Dell R730xd iDRAC "System Board CPU Usage" metric 100%

Hi everyone,

I have an R730xd that suits the needs of my homelab perfectly. It's equipped with a Tesla P4 and a Mini-PCI Coral TPU, and everything has been working smoothly with no issues.

I recently dove into iDRAC's capabilities, setting up alerts and the like, and something caught my eye. The "System Board CPU Usage" metric under the hardware tab's System Performance in iDRAC shows 100% even when the server is only moderately loaded. For context, here's what it shows:

Hardware > System Performance (iDRAC)

And at the very same time PVE:

PVE Summary

This level of activity corresponds with what I see under the PVE Summary, which aligns with my expectations for the server's current operations.

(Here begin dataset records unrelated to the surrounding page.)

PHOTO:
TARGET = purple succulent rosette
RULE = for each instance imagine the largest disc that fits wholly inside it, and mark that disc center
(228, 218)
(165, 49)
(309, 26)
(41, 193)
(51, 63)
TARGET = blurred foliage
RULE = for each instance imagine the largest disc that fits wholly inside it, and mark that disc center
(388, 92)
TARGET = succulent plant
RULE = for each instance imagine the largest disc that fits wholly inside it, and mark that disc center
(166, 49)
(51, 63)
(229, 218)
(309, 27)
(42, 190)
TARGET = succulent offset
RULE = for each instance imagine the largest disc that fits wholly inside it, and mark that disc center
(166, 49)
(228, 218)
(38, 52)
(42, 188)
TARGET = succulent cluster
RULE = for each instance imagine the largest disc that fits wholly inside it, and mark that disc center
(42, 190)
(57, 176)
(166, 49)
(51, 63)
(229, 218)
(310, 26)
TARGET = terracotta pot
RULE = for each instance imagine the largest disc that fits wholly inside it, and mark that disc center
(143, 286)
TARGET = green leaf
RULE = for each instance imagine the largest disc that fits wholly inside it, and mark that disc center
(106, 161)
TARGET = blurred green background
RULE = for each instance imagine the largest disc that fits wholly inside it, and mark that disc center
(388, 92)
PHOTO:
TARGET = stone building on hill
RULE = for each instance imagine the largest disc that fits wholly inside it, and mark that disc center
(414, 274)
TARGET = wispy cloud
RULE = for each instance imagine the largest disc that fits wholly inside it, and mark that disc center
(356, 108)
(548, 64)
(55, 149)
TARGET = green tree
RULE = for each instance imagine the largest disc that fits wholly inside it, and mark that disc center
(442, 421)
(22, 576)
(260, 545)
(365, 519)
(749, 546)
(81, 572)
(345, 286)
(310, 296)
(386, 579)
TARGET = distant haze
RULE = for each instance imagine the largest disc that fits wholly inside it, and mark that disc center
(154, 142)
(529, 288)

According to iDRAC's help documentation, this metric is supposed to reflect the current summarized CPU load:

In 13th generation servers (with iDRAC Enterprise) that supports Intel ME, you can view the performance monitoring data for the CPU, memory, and I/O utilization. Intel ME supports Compute Usage Per Second (CUPS) functionality. It provides real-time monitoring of CPU, memory, I/O, and system level utilization index for the server. It is independent of the OS and does not consume CPU resources. The CUPS sensors in the server compute the CPU, memory and I/O resource utilization values as CUPS Index value. iDRAC monitors this CUPS index for overall system utilization and it also monitors instantaneous values of CPU, memory, and I/O utilization index.

CPU utilization — The combined CPU utilization of all the CPU cores in the system. Utilization is based on time spent in active state versus time spent in inactive state.

Initially, my server's monitoring for these performance metrics was essentially disabled, with the warning threshold set at 101%. Observing the metrics myself, I've noted that while IO and MEM usage readings correspond to actual loads, the CPU metric doesn't; it hits 100% even when far from full capacity.

I'm wondering if this could be due to the CPUs installed: 72 x Intel(R) Xeon(R) CPU E5-2686 v4 @ 2.30GHz (2 Sockets), which appear to be some type of OEM variant common in China. Might they lack full support for CUPS functionality?

This inquiry is driven by curiosity more than anything. Having OS-independent monitoring of the actual CPU load would be ideal. So, what are your thoughts on this, reddit?